Florida's "Stand Your Ground" laws justify the use of deadly or non-deadly force, as the circumstances may warrant, to defend against the imminent and unlawful attack of another.  Under its provisions, which are codified in Florida Statutes sections 776.012, 776.013, and 776.032, a person who is justified in the use of force has no duty to retreat, may stand his or her ground, meet force with force, and is immune from both civil and criminal liability for having done so.  As a St. Petersburg criminal defense attorney, I am often asked by prospective clients, charged with crimes involving the use of force or violence, whether a pretrial "stand your ground immunity motion" should be filed and litigated.   The answer, is "it depends".  

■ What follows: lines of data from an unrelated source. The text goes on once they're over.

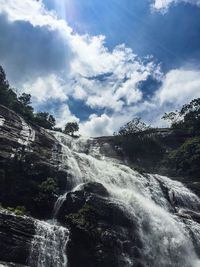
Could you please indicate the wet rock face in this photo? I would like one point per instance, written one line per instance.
(16, 234)
(101, 233)
(29, 166)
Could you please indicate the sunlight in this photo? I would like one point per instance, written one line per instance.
(65, 9)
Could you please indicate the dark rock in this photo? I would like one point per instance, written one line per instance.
(29, 156)
(16, 234)
(101, 231)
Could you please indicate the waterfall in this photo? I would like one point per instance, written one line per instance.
(166, 238)
(49, 245)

The issue of immunity is raised by filing a pretrial motion to dismiss under Florida Rule of Criminal Procedure 3.191(b)(for more detailed reading on the applicable law, see The Kilfin Law Firm, P.C.'s blog post entitled "What is a Stand Your Ground Immunity Motion?").  Unlike the more common (c)(4) motion to dismiss, the court cannot deny it simply because there are issues of fact.  The court must function as the fact finder in stand your ground immunity hearings, and must then apply the law to those facts.  

As you are probably aware, the state (or government) bears the burden of proof in any criminal case, whether it involves driving without a valid license or first degree murder. The state's burden of proof is "beyond a reasonable doubt", which is the highest burden of proof in the American legal system. There is, however, both a caveat and an exception to this fundamental legal principle. 

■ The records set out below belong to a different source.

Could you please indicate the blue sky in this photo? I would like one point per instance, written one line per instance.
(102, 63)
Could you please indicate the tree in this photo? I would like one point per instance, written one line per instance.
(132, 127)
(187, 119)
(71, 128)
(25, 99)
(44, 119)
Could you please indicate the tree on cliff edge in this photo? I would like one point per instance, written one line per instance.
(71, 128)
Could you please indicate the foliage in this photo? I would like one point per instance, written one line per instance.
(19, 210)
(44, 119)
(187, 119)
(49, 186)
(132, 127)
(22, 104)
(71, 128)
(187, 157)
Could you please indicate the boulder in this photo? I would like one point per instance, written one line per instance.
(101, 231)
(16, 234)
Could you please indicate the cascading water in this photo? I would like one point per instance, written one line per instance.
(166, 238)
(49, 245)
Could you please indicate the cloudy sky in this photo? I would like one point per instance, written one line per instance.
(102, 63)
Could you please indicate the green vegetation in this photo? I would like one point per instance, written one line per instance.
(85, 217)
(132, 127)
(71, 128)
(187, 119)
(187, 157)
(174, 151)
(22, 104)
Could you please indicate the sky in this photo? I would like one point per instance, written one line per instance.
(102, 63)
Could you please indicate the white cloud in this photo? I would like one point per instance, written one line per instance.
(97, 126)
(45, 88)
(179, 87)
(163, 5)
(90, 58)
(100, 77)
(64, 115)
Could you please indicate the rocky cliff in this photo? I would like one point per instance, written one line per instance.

The caveat is what is called an "affirmative defense".  In many criminal trials, the defense to be employed is simply that the state has failed to meet its burden of proof.  In a DUI refusal case, for example, the defense would (in all likelihood) argue that the accused person's driving pattern, which served to justify the initial stop, was not indicative of impairment, the person's less than perfect field sobriety test performance is attributable to factors other than alcohol consumption (such as back pain, knee pain, or nervousness), and that his or her refusal to blow was not based on a "consciousness of guilt". Given the totality of the circumstances, the argument would go, the state has not proven impairment beyond a reasonable doubt, and you (the jury) should therefore find the defendant not guilty.  In other instances, however, the accused person will raise, through his or her criminal defense lawyer, an affirmative defense.  Florida recognizes a number of affirmative defenses, including insanity, alibi, entrapment, and the justifiable use of force.  Under these circumstances, the state must first prove the elements of the crime itself.  Once that occurs (e.g. after the state has presented its case-in-chief), the burden shifts to the defense to put on "prima facie" evidence in support of the applicable affirmative defense sought to be raised.  In a murder case, for example, the state would first attempt to prove that a murder occurred, and that the accused is the person who committed it. During the defense's case-in-chief, the accused would then put on evidence, typically through expert testimony, that while she committed the crime, she was insane at the time, and therefore not guilty. The defense must put on at least some evidence in support of the affirmative defense before the judge can instruct the jury on it, thereby allowing the jury to consider it in their deliberations. Once the accused puts on prima facie evidence in support of the affirmative defense, the burden of proof shifts back to the state to prove, beyond a reasonable doubt, that the affirmative defense does not apply. In our example, the state would, after first proving the elements of murder beyond a reasonable doubt, then also be required to prove that the defendant was sane at the time the crime was committed, and therefore guilty. The burden still ends up with the state and it is for that reason that the affirmative defense situation is more of a caveat than an exception. 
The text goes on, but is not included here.